The separation of compounds into their component elements always requires a chemical change. Such a separation is one type of analysis. Mixtures can always be separated by physical means. However, it is sometimes more convenient to separate mixtures by a chemical change.

SUMMARY

1. A phase consists of uniform matter. One phase is separated from other phases by boundaries called interfaces.

2. Heterogeneous matter is made of more than one phase. The phases usually can be separated by physical means.

3. A mixture is a combination of two or more substances which retain their individual properties.

4. Homogeneous matter is made of only one phase.

5. A solution is a homogeneous mixture consisting of a solute dissolved in a solvent. The component parts need not be present in any specific ratios.

6. Compounds are substances made of more than one kind of atom. The component atoms are present in definite ratios.

7. Elements are made of one kind of atom and are the basic substances of the universe. They cannot be broken down into simpler substances by ordinary chemical means.

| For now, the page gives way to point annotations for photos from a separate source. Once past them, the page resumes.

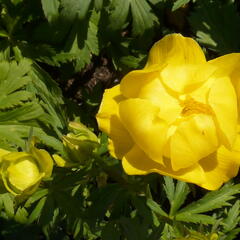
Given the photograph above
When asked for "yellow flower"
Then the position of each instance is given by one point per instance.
(79, 145)
(178, 116)
(22, 172)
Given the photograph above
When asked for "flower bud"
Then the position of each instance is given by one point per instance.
(79, 145)
(22, 172)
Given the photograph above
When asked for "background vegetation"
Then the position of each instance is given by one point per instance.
(56, 59)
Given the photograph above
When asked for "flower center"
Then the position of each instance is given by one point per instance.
(190, 106)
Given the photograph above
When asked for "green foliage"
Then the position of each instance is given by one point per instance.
(56, 59)
(220, 28)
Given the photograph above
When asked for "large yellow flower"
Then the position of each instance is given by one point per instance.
(178, 116)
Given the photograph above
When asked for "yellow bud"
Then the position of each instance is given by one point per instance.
(22, 172)
(79, 145)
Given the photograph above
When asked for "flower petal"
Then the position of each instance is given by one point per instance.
(148, 130)
(109, 122)
(136, 162)
(220, 167)
(193, 139)
(223, 100)
(186, 78)
(175, 49)
(227, 64)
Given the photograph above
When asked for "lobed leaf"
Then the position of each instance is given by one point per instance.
(212, 200)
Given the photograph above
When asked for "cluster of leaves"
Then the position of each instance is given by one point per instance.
(45, 44)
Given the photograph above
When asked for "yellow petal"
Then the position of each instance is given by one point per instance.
(2, 153)
(194, 138)
(186, 78)
(109, 108)
(175, 49)
(136, 162)
(63, 163)
(121, 141)
(44, 160)
(148, 130)
(219, 167)
(155, 92)
(109, 122)
(222, 99)
(23, 174)
(227, 64)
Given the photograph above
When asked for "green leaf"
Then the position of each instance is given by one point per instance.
(35, 214)
(169, 188)
(156, 208)
(232, 219)
(143, 18)
(232, 234)
(98, 4)
(180, 195)
(119, 14)
(179, 3)
(35, 197)
(110, 232)
(212, 200)
(195, 218)
(21, 215)
(75, 8)
(50, 9)
(14, 99)
(83, 41)
(217, 25)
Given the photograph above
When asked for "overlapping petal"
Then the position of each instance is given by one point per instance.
(223, 100)
(194, 139)
(141, 118)
(178, 116)
(109, 122)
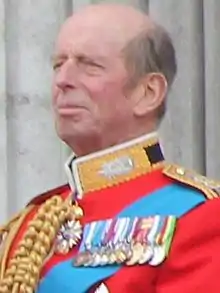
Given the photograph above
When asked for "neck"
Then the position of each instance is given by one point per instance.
(81, 148)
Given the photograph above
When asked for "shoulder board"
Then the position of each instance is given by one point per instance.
(210, 188)
(46, 195)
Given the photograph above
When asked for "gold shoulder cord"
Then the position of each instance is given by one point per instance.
(23, 271)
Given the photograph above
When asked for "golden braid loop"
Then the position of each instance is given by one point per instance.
(24, 267)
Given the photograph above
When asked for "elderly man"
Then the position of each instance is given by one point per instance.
(127, 221)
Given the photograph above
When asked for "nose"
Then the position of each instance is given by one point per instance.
(65, 76)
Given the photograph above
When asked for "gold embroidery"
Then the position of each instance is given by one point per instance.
(23, 271)
(93, 177)
(209, 187)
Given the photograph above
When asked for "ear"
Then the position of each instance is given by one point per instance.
(149, 94)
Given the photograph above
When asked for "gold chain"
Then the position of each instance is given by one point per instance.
(23, 271)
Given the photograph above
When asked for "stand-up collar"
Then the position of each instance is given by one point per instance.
(114, 165)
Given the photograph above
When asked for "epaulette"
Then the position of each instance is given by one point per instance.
(39, 199)
(210, 188)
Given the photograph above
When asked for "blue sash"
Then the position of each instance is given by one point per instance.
(173, 200)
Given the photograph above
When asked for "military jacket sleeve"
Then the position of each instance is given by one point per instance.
(194, 261)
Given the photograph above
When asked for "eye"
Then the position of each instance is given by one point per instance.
(57, 65)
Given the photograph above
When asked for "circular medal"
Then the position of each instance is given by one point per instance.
(137, 251)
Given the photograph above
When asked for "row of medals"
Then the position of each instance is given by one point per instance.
(115, 241)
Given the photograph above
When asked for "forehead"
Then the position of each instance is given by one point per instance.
(90, 36)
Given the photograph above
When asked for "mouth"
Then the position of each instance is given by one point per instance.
(69, 111)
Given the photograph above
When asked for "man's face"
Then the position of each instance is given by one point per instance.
(89, 83)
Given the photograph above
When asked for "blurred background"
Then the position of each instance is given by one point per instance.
(32, 157)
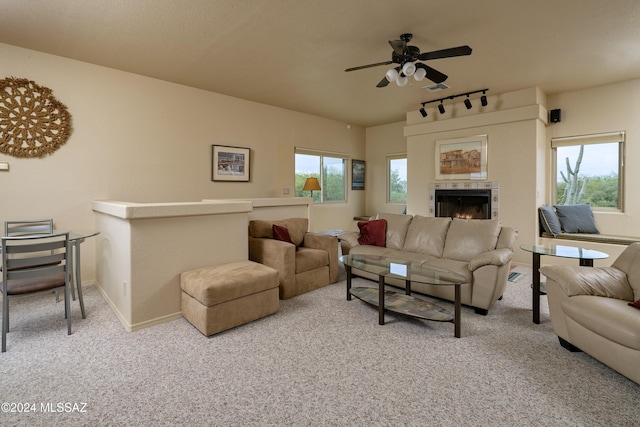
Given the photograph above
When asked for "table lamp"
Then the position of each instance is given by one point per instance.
(311, 184)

8. Physical properties depend upon the substance itself.

9. Extensive physical properties, such as mass and length, depend upon the amount of matter present. Intensive properties, such as ductility and melting point, depend on the nature of matter itself

10. A physical change in a substance does not alter its chemical character. A change of state is a physical change from one state-- solid, liquid, or gas to another.

11. The chemical properties of a substance depend upon the action of the substance in the presence of other substances.

12. A chemical change in a substance involves the formation of new substances with different properties. Chemical changes must be used to separate the elements composing a compound.